Ten impact-driven student teams tackling a wide range of problems around the world took home $100,000 in combined awards at the MIT IDEAS innovation and social entrepreneurship showcase and awards Saturday.
A total of 34 teams, many members of which are already in the early stages of company building, displayed their projects at the event.
The grand prize of $15,000 was awarded to Myco Diagnostics, a startup that is working on a urine-based test to cheaply and quickly diagnose tuberculosis in low-resource areas of India.
Tuberculosis, or TB, is traditionally diagnosed through chest X-rays or skin test analysis that requires medical professionals to examine microscopic samples.
But for impoverished people in developing countries dealing with common TB symptoms like coughing or a fever, it can be difficult to travel to the nearest clinic. The result is that only about 35 percent of the nearly 3 million people with TB in India get diagnosed. That makes it much more likely the disease will be transmitted to family members and people in the local community.

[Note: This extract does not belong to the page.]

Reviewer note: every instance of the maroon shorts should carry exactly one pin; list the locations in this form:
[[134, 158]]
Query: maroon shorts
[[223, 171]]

“If you’re living on $2 a day, you don’t necessarily have the financial freedom to travel to these clinics,” Myco Diagnostics co-founder Eric Miller, a PhD candidate in the Department of Chemical Engineering, told MIT News. “We’re trying to replace that diagnostic with something that is decentralized, that can go to the patient.”
To accomplish that, Myco has re-engineered a set of proteins to bind with urine-based biomarkers of tuberculosis while staying stable enough to be stored at room temperature for long periods of time. It is also developing methods for cheaply grouping those proteins on paper so that, when exposed to urine, they can quickly show test results.
“Studies have shown that if you could cut the time to diagnosis from six months down to three months, over the course of 10 years you could reduce incidence of TB by 65 percent,” Miller says.
Myco’s team is made up of Miller; Naht Nguyen, an MBA candidate at Sloan School of Management; and Aditi Trehan, a research scientist at the Broad Institute of MIT and Harvard. Miller credits his PhD advisor Hadley Sikes, the Esther and Harold E. Edgerton Career Development Professor at MIT, with helping to focus his research on areas that could make an impact. Myco has also been supported by the Tata Center, the Deshpande Center, the Singapore-MIT Alliance for Research and Technology, and the Sandbox Fund.
Each year, IDEAS serves as a launchpad for new ventures with sustainable impact. Saturday’s showcase and awards were the culmination of a process that began at the beginning of the academic year, when 68 teams entered the MIT IDEAS program. Teams received feedback and support from industry experts, past IDEAS winners, and more than a dozen centers and programs across campus throughout the program.
Each of the projects fell into one of nine categories: water and sanitation, education and training, agriculture and food, health and medical, emergency and disaster relief, housing and transportation, energy and environment, mobile device and communication, and finance and entrepreneurship.
About 200 people attended the event on the 7th floor of the Samberg Conference Center. Thirty-five judges spoke with teams earlier in the day and deliberated on the floor below the event. They ultimately awarded nine other teams prizes of $10,000 and $7,500 each. Those teams were:
- Retired Talent ($7,500): a company that employs retirees by matching their skills with needs in the local community;
- Sustainable AI ($7,500): an organization that provides accurate forest inventory to aid reforestation efforts;
- Animo ($10,000): an affordable, noninvasive wristband that reduces hand tremors in patients with Parkinson’s disease;
- Precavida ($10,000): a digital matching platform that connects uninsured patients to health care providers;
- SciTeens ($10,000): a free online social network for high school STEM students designed to encourage sharing, reviewing, and collaborating;
- SiPure ($10,000): a company that develops silicon membrane technology that removes arsenic from fresh water;
- Req Staffing ($10,000): a company that develops contracts between energy companies and formerly incarcerated individuals to meet human capital needs;
- InSanirator ($10,000): a company that fills the gap in the sanitation value chain by converting fecal sludge into energy and clean water; and
- Frolic ($10,000): a company that pairs landowners who want to age-in-place with middle-income first time homebuyers.
IDEAS is run by the PKG Center at MIT.
This year marked the 18th year of IDEAS. Since its inception, the program has awarded more than $1 million to 160 social ventures operating in 44 different countries. After winning, IDEAS teams have gone on to secure over $65 million in funding and about half are still operating today.
This year’s projects included 16 undergraduate students, 50 graduate students, and 11 other MIT community members.
Last year’s winning teams have already gone on to develop a multipurpose sleeping bag for refugee families in the Middle East, design low-cost, inflatable seat cushions for wheelchair users in Indonesia, and launch mobile apps to do things such as access indoor air quality information in China and empower communities to document and preserve their indigenous languages.